Jordan Kuralları

22 dk

Michael Jordan’ın son dansının üzerinden neredeyse çeyrek asır geçti ve o da artık değişen dünyanın farkında.

“Benim hakkımda bilmedikleriniz neler?"

Michael Jordan, 2009 Şöhretler Müzesi kürsüsünden dostlarına ve düşmanlarına böyle sesleniyordu. Kendisinden önce sahneye çıkan David Robinson ve Jerry Sloan'un konuşmalarını dinlemiş, yakından tanıdığını düşündüğü bu efsanelere dair yeni bilgiler öğrendiğini itiraf etmişti. Washington Wizards formasıyla üçüncü kez döndüğü lige veda edeli altı yıl olmuştu ve artık sonsuza dek emekliydi. Majesteleri, hafızalardaki tazeliğini kuru bir teşekkürle süslemek istemiyordu. Niyeti, hâlâ rekabet etmekti.

Sorusu da pek yanlış değildi. Aslında hakkında bilmediğimiz hiçbir şey kalmamıştı. Neredeyse. The Last Dance'in beslendiği membaı meydana getiren ağ uçsuz bucaksızdı: NBC yayınları, ESPN programları, Sports Illustrated sayfaları, Nike reklamları. Yıllar içinde kahramanın binbir yüzünü görmüştük. Rekabetçi Jordan. Pazarlamacı Jordan. Ruh hastası Jordan. Babasının oğlu Jordan. Beyzbolcu Jordan. Şampiyon Jordan. Şimdi, emekli Jordan...

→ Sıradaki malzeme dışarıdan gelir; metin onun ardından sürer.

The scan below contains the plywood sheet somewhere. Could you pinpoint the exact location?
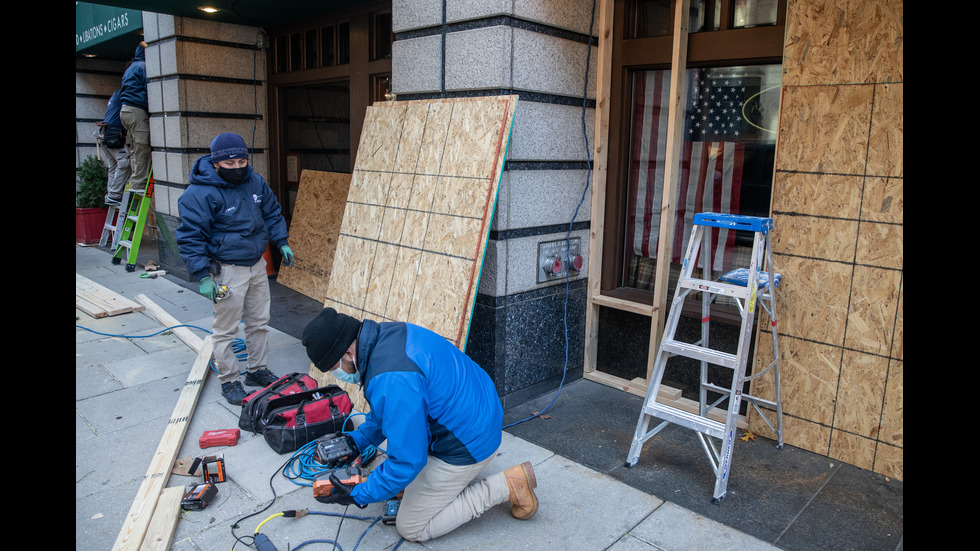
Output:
[310,96,517,411]
[277,170,351,302]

Aynı kürsü, hikâyesini bir kez daha anlatma fırsatıydı. Veya masalını. Çünkü içinde trajediler ve kırgınlıklar barındırsa da bir basketbolcu olarak inşa ettiği kariyer Hollywood filmi gibiydi. O filmin başladığı yerde ailesi vardı. Zaten konuşmasına oradan başlamıştı. Ailesinden aldığı savaşçı genlerden, kardeşleriyle olan maçlarından… "Bende gördüğünüz her şey oradan geliyor" diyordu. Ayrıca teşekkür edilmesi gereken kariyer ortakları vardı. Hepsine kısa cümlelerle saygısını sunuyordu. Scottie Pippen'sız kazanamazdı. Dean Smith, her şeyi değiştirmişti. Tex Winter, hep daha fazlasını istemişti. Phil Jackson, zihinsel olarak da gelişmesini sağlamıştı. Fakat Jordan bir an önce rakiplerine gelmek istiyordu. Zira lügatinde çok fazla sevgi sözcüğü yoktu. Ama düşmanlarına gelince… Sporda her şey rakibin varlığıyla çetrefilleşiyordu ve 23 numaranın büyüsü de orada başlıyordu.

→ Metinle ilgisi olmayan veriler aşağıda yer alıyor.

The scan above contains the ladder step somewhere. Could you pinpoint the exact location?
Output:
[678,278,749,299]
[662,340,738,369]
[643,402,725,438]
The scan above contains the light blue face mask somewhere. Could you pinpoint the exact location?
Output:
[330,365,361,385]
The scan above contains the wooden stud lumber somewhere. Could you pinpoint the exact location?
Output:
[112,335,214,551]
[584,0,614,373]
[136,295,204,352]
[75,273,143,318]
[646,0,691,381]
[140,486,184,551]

“Benim hakkımda bilmedikleriniz neler?"

“Benim hakkımda bilmedikleriniz neler?"

Detroit Pistons'ın seksenlerin sonunda uyguladığı savunma taktikleri ünlü bir isme sahip: Jordan Kuralları. Meşhur eşleşme, bu stratejinin gölgesinde serpilmişti. Pistons-Bulls rekabeti sıradan bir kapışma değildi. 1984 Draft'ında lige giren Jordan; Magic-Bird ikilisi önderliğinde değişen, David Stern'ün akıllı politikalarıyla küreselleşen basketbolu ileriye taşıyacak yüzdü. Pistons ise Isiah Thomas'ın liderliği ve Bill Laimbeer'ın sertliği etrafında kurulmuştu. Chuck Daly'nin talebeleri, 1988'de şampiyonluğu bir bilek sakatlığıyla kaybetmişti. Ya da bir hakem hatasıyla… Eskiyle yeninin, yaratıcılıkla sertliğin mücadelesi vardı sahada.

***

Bad Boys, Jordan'a karşı bir duvar örerek iki sezon üst üste Chicago'yu elemişti. Peki neydi Jordan Kuralları? Aslında üç temele dayanıyordu. Birincisi, Jordan'ın sağına penetre etmesini istemiyorlar, onu sola yönlendiriyorlardı. İkincisi, dip çizgiden içeri süzülmesini engellemek adına köşelerde topla buluştuğunda Jordan'ı serbest atış noktasına doğru itmeye çalışıyorlardı. Üçüncüsü, post-up'a geldiğinde ikili sıkıştırmayla dengesini bozuyorlardı. Pistons, Bulls'a mağlup olabilirdi ama tek bir oyuncu onları yıkamazdı. Üç kuralın da ortak amacı topu Jordan'ın ellerinden çıkarmaktı. Belki ana savunmacıları Dumars ve Rodman gibi görünüyordu fakat aslında bütün Pistons kadrosu onu sıkıştırmaya, yormaya, sakatlamaya çalışıyordu.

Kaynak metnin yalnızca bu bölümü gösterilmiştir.